Home » Eigenvector centrality (Google Juice)

Eigenvector centrality (Google Juice)

Hue (from red=0 to blue=max) shows the node Eigenvector centrality.

Eigenvector centrality is a measure of the importance of a node in a network. It assigns relative scores to all nodes in the network based on the principle that connections to high-scoring nodes contribute more to the score of the node in question than equal connections to low-scoring nodes.

Google’s PageRank is a variant of the Eigenvector centrality measure as it sees how many are linking to you, how trusted those sites are (government or a long standing domain), and how large the traffic and network that those sites encounter.

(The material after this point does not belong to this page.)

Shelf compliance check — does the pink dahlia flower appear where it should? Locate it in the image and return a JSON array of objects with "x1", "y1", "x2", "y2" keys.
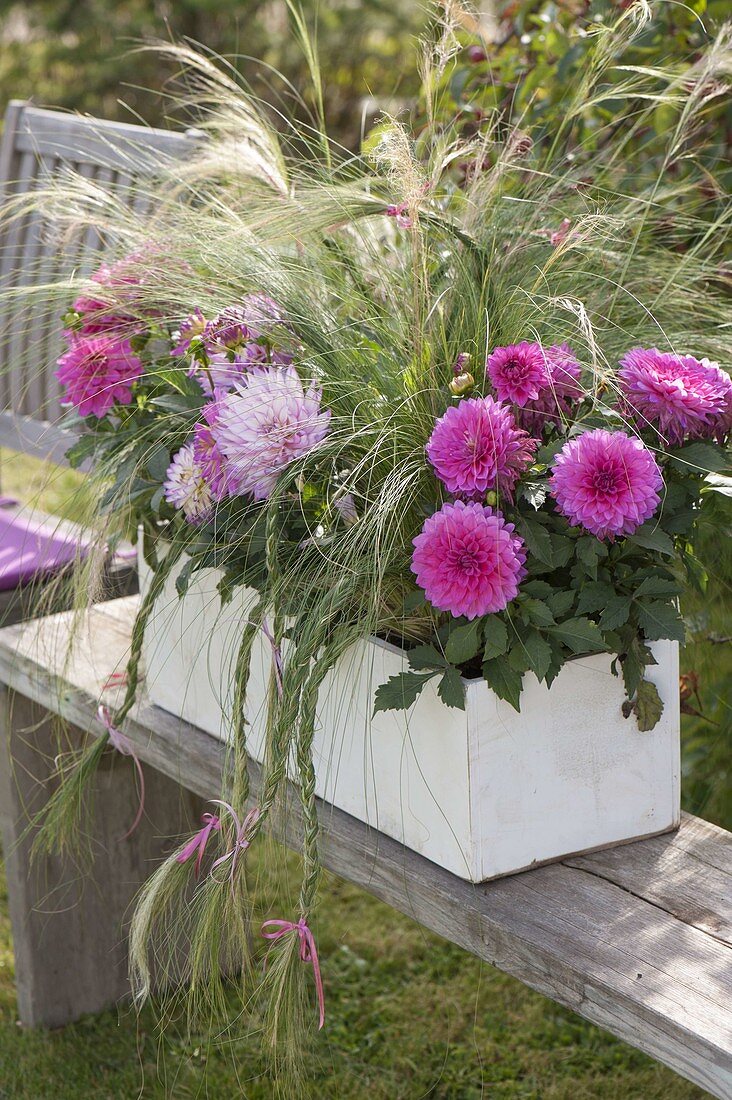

The better the information ou put out, the more that people will link to it and then so and so on. This will help you increase our social capital by utilizing your network of trust. LinkedIn also works this way. If you provide reciprocity by recommending someone, they might be more apt to help you by introducing you to another person in your networks connection of trusted connections.

For the math fans out there:

Eigenvector centrality is one method of computing the “centrality”, or approximate importance, of each node in a graph. The assumption is that each node’s centrality is the sum of the centrality values of the nodes that it is connected to. The nodes are drawn with a radius proportional to their centrality. The adjacency matrix and centrality matrix for the solution are shown. The centrality matrix is an eigenvector of the adjacency matrix such that all of its elements are positive.